Quant à TPMP (NDLR : “Touche pas à mon post”), on invite quelqu’un qui t’explique qu’il y a des orgies sataniques-pédophiles avec de l’adrénochrome, même si ça a été démystifié par tout le monde, c’est vraiment embêtant car ça donne un grand public

Une nécessaire « éducation aux médias »

Cependant, la désinformation ne vient pas toujours de l’étranger, et s’intègre même parfois parfaitement dans le paysage médiatique, lui conférant une résonance particulière. C’est le constat que fait Grégoire Lemarchand, qui observe que « dans certains médias, on ne fait pas attention à qui on donne la parole sous couvert de liberté d’expression ». Relancé par le sénateur Rachid Temal (PS), pour que le journaliste présente un exemple, Grégoire Lemarchand décrit : « Quant à TPMP (NDLR : « Touchez pas à mon poste »), on invite quelqu’un qui vous explique qu’il y a des choses sataniques. “Les orgies pédophiles à l’adrénochrome, même si tout le monde a démystifié cela, c’est vraiment gênant parce que ça donne une belle audience”, s’agace-t-il. Le travail en amont du fact checker prend alors une résonance toute particulière : « La presse a une responsabilité très forte, celle de donner accès à un maximum de transparence, de ne pas se livrer à des spéculations, d’éteindre l’incendie avant qu’il ne se déclenche », explique Anaïs. Condomine.

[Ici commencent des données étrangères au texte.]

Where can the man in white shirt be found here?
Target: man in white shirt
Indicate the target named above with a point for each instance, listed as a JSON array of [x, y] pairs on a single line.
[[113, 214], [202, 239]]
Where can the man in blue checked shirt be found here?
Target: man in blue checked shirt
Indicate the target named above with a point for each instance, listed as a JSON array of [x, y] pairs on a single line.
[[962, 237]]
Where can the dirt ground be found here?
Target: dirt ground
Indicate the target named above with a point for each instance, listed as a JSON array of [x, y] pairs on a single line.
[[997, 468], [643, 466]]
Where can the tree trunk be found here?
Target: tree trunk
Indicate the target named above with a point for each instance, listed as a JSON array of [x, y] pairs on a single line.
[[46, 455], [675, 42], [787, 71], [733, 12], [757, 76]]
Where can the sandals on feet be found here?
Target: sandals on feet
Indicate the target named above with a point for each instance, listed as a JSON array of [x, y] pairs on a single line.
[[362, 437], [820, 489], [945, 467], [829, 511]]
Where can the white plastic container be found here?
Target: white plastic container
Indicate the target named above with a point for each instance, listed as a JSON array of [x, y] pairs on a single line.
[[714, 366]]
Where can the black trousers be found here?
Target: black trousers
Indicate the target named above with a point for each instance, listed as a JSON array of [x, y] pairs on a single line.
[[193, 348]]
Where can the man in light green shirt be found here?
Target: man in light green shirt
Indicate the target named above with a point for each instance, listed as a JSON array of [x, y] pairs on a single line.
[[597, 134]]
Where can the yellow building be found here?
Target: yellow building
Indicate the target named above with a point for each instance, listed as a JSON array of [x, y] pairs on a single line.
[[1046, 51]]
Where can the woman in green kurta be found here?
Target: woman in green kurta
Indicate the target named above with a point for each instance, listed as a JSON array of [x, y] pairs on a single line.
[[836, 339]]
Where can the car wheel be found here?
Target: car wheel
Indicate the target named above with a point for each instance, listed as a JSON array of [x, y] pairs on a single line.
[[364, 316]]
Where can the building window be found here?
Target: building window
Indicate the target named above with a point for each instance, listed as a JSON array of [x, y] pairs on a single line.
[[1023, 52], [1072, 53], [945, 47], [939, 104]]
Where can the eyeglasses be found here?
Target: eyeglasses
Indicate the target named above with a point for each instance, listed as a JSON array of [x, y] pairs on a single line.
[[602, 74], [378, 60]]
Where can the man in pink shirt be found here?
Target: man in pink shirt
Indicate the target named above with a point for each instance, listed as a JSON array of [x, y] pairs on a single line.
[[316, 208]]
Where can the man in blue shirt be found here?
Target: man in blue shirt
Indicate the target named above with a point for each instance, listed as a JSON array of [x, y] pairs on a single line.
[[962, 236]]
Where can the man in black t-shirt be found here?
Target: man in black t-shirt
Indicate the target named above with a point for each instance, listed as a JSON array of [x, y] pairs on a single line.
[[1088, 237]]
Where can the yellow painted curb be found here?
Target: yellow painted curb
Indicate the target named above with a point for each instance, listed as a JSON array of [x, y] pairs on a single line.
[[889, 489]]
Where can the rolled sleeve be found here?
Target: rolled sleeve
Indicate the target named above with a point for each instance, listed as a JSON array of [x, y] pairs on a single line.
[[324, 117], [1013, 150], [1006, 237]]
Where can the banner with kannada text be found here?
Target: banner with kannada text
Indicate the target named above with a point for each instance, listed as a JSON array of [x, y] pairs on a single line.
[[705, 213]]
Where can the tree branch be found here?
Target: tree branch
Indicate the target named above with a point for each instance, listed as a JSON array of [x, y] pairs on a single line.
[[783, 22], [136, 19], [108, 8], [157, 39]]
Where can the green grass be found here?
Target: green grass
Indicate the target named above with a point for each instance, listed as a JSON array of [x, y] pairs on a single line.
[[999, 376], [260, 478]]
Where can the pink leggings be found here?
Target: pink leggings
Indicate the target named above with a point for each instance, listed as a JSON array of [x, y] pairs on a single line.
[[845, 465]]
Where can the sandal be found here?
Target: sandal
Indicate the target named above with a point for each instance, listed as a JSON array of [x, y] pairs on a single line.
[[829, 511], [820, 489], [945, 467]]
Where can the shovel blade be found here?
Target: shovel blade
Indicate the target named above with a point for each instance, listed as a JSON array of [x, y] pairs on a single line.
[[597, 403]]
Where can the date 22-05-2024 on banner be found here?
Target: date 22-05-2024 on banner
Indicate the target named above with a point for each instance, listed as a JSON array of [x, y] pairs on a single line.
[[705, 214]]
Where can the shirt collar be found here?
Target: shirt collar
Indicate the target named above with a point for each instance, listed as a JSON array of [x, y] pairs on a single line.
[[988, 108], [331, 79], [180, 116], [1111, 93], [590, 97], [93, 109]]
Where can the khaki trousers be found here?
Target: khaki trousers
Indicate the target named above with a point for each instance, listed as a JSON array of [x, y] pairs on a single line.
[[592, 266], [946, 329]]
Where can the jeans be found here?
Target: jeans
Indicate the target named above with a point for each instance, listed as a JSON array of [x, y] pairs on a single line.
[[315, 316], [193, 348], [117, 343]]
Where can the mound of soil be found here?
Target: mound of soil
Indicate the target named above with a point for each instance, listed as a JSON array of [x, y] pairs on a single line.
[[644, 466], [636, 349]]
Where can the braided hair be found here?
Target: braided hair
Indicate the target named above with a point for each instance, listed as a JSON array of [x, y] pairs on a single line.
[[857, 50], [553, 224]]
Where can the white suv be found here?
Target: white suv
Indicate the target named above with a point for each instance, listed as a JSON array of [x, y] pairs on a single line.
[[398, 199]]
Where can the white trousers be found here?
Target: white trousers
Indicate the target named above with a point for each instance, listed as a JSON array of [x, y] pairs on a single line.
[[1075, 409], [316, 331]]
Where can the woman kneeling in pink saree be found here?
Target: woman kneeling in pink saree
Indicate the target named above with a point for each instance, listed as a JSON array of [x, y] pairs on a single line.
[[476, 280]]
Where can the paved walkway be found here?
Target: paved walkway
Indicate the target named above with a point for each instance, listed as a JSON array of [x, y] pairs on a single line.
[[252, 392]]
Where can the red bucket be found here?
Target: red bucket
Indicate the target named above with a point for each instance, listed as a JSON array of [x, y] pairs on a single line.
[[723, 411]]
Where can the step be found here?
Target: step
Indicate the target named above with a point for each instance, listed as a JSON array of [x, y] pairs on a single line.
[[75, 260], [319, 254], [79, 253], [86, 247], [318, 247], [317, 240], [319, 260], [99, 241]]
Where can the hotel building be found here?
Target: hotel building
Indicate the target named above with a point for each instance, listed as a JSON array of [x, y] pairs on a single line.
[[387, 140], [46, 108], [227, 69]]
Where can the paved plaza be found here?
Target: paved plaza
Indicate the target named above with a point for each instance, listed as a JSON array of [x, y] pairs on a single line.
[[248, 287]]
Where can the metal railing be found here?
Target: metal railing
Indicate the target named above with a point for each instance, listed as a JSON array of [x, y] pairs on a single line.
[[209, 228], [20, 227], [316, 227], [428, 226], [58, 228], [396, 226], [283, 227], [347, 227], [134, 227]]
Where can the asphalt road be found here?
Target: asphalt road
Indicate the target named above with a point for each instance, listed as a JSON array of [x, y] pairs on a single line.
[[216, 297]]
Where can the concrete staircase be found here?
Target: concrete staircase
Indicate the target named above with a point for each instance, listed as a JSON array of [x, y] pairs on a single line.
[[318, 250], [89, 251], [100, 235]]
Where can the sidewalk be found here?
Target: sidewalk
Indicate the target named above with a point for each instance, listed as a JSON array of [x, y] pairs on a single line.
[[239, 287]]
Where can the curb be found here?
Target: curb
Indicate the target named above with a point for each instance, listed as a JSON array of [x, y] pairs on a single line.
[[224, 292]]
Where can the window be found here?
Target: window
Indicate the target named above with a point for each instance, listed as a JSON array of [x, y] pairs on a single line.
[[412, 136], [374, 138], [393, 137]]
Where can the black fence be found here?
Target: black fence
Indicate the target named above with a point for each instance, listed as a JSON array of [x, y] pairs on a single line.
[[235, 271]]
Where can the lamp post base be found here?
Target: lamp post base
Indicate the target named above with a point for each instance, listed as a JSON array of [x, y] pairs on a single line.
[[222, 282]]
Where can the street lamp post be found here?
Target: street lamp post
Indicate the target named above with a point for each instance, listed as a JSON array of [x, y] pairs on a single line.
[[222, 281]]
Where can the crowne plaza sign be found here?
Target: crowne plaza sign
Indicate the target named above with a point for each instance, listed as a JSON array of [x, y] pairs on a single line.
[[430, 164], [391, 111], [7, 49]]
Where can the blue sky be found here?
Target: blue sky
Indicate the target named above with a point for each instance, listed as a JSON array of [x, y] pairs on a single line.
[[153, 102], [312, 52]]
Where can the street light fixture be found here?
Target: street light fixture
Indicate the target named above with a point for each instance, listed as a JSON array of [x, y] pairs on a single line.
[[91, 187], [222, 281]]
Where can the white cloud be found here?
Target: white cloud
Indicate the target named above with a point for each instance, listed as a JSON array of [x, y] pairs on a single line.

« La désinformation n’est pas seulement causée par l’ingérence étrangère, mais l’ingérence étrangère inclut presque toujours une campagne de désinformation », note Vincent Couronne, qui appelle à la création d’une « nouvelle boîte à outils », tout en jugeant l’arsenal juridique français et européen en la matière, « suffisant s’il est appliqué correctement ». A ce titre, il appelle à « un système de financement plus sain », car aujourd’hui, « le fact-checking est essentiellement financé par les plateformes numériques ». « La plupart des outils existent, s’ils sont correctement appliqués, en toute liberté, avec des plateformes numériques qui ne favorisent pas la diffusion de la désinformation et avec des acteurs qui, lorsqu’ils le font, sont effectivement sanctionnés », conclut-il, encourageant le développement de « meilleures pratiques ». éducation aux médias ».